L’hydrolyse des collagènes peut être liée à des enzymes endogènes comme la trypsine et la chymotrypsine (Chéret, 2005). Ces protéases provoquent une désagrégation progressive des protéines du collagène conduisant à la séparation des fibres musculaires et donc à un ramollissement de la chair. Il a été démontré que les modifications de la texture de la chair sont essentiellement liées à une hydrolyse des fibres de collagène suite à une accumulation d’acide lactique issu de la glycolyse post-mortem (Montero et Borderias, 1990). Hernandez-Herrero et al. (2003) ont conclu que les modifications de texture du filet de poisson post mortem sont davantage liées aux changements structuraux des fibres de collagène qu’aux changements des protéines myofibrillaires. La texture comprend les caractéristiques les plus communes telles que la dureté, l’élasticité et la masticabilité du filet. La mesure de la texture peut être utilisée pour déterminer les changements structuraux du muscle du poisson post mortem. Les instruments utilisés sont des texturomètres (Ojagh et al., 2013). La mesure de la texture du muscle du poisson entier est difficile à réaliser du fait que le muscle est très hétérogène dans sa structure, ce qui peut rendre difficile la standardisation de la taille des échantillons. La texture du muscle du poisson peut également être abordée par l’étude de la microstructure du muscle du poisson. Plusieurs techniques sont disponibles pour mesurer la microstructure : la microscopie optique, la microscopie confocale à balayage laser, la microscopie électronique à balayage et la microscopie électronique à transmission (Debarre, 2006).

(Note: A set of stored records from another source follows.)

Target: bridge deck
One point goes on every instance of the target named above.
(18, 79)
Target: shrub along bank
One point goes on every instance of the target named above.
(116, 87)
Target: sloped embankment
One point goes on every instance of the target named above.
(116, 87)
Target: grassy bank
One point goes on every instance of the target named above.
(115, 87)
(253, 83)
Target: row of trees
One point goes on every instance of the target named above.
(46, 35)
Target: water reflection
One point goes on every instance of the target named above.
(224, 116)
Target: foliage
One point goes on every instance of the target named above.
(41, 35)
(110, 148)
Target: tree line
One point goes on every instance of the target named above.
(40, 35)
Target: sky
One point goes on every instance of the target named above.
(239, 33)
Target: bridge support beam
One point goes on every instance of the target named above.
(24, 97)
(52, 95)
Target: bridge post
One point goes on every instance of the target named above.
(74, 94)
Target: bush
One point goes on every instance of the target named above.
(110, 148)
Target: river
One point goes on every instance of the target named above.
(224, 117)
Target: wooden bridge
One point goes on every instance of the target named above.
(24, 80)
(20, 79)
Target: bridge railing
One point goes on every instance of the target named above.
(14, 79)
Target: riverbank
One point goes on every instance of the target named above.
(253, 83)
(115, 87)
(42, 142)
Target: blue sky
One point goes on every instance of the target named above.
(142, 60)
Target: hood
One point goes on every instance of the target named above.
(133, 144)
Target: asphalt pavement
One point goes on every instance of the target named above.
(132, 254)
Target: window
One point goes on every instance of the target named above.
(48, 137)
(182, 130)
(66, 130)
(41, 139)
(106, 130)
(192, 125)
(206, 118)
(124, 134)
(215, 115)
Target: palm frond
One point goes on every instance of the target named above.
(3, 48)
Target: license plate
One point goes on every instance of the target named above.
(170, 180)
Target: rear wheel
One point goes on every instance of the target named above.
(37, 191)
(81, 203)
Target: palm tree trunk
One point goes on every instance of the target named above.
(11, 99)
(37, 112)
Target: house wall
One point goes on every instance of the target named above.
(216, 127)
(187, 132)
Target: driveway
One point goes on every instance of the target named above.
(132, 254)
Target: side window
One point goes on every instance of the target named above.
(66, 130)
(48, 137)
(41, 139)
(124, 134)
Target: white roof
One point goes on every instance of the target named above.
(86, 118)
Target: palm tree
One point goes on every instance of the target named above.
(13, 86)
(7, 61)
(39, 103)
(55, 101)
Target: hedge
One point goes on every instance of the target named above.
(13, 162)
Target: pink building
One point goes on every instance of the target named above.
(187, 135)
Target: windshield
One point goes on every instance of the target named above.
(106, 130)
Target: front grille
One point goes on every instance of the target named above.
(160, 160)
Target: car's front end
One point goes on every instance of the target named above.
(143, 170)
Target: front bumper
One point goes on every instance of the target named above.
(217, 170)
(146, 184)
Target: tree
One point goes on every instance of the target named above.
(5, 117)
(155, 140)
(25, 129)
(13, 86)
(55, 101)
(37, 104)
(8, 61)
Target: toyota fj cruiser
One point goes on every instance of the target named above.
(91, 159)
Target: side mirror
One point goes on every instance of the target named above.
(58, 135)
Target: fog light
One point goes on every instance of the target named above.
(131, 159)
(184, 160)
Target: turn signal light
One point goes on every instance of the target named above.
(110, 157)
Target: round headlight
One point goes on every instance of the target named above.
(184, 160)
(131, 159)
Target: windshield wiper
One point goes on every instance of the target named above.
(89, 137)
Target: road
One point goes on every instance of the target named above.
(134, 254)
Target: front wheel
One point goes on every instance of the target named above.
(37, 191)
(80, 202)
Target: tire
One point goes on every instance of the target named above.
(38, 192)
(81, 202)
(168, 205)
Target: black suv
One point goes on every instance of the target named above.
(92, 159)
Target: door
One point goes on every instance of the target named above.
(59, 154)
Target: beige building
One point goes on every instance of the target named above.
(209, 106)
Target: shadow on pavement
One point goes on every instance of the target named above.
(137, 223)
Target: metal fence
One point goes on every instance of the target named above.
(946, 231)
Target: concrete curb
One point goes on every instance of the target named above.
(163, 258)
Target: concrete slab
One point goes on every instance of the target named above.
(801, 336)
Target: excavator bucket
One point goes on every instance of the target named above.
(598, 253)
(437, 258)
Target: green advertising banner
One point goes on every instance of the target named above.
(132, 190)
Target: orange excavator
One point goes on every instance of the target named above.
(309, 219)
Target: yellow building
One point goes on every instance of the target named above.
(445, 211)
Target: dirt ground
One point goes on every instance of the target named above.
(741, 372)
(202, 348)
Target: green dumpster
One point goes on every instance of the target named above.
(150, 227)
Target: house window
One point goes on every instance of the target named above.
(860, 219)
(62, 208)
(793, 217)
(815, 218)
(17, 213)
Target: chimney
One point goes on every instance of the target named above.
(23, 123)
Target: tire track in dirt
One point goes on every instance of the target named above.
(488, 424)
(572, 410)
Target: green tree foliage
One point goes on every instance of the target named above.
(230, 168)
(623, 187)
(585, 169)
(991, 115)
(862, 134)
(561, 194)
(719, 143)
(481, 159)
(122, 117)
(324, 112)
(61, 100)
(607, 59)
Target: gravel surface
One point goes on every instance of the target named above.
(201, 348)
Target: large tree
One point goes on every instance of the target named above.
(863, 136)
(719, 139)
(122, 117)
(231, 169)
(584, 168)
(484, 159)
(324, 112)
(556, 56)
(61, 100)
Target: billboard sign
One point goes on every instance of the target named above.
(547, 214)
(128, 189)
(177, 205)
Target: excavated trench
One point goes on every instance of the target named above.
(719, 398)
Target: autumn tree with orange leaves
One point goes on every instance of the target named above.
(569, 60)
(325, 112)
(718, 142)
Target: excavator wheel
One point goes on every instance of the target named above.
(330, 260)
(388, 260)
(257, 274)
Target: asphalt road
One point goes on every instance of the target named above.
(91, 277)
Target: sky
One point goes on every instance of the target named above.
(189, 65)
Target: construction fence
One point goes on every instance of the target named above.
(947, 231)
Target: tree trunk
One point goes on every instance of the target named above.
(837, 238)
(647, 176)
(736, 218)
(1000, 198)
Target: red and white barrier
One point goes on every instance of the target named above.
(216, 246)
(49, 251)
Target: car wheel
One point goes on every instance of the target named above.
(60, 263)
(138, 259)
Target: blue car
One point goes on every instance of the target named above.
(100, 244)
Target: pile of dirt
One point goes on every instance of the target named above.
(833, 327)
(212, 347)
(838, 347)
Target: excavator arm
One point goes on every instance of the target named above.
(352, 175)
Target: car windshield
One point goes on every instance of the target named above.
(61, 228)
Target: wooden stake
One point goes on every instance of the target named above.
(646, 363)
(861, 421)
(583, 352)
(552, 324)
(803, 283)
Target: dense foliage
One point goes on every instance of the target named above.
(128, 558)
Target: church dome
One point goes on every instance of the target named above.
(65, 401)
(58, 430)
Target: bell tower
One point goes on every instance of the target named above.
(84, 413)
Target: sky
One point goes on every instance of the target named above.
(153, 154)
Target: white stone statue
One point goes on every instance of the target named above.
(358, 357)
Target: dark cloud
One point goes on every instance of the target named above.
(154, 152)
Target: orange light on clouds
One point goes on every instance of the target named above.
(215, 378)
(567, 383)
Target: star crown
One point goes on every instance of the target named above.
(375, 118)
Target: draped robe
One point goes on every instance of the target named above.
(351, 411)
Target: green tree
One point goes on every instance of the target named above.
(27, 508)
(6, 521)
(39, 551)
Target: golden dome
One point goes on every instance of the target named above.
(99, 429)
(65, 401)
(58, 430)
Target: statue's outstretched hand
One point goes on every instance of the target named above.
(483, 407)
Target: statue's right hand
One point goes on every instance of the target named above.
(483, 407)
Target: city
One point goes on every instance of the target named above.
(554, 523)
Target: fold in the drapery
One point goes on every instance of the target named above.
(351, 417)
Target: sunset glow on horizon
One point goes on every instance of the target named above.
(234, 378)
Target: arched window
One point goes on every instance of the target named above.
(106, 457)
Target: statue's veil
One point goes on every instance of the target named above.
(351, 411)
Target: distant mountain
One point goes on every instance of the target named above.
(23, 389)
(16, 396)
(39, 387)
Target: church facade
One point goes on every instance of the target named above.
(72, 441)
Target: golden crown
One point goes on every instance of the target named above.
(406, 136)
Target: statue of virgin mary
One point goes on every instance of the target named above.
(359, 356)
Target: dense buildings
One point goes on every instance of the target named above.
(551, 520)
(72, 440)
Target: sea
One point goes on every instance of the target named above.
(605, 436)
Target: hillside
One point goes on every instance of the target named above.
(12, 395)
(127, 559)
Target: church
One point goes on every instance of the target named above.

Les changements de structure du muscle du poisson peuvent être déterminés en mesurant ses propriétés électriques. Trois instruments différents sont utilisés pour déterminer les propriétés électriques du muscle du poisson : le torrymètre, l’intellectron Fishtester VI et le RT-freshtester Grader. Ces instruments donnent des réponses immédiates et leur utilisation ne nécessitent pas beaucoup de qualifications (Olofdotir, 2006). Par contre, ces méthodes ne peuvent pas être utilisées sur du poisson décongelé ou sur du poisson qui a été conservé dans de l’eau de mer réfrigérée. Les changements des propriétés spectrales des poissons frais peuvent être mesurés par des méthodes spectroscopiques. Ces méthodes de mesure sont devenues importantes dans le contrôle de la qualité en industries alimentaires. Les méthodes spectroscopiques fournissent des résultats rapides et elles peuvent être utilisées pour l’évaluation simultanée de plusieurs paramètres. Ces méthodes sont pour le moment insuffisantes pour caractériser pleinement les propriétés du poisson frais. Le développement dans l’instrumentation et les techniques utilisées pour évaluer les données spectrales

sont susceptibles de faciliter la collecte de plus d’informations sur les caractéristiques des poissons (Daher, 2012).

Bien qu'il existe de nombreuses mesures physiques différentes qui fournissent des informations sur les paramètres relatifs à la fraîcheur du poisson, aucun de ces procédés n’est capable de déterminer sans ambiguïté si un poisson est frais ou non encore moins de faire la différenciation entre un filet frais et un filet décongelé.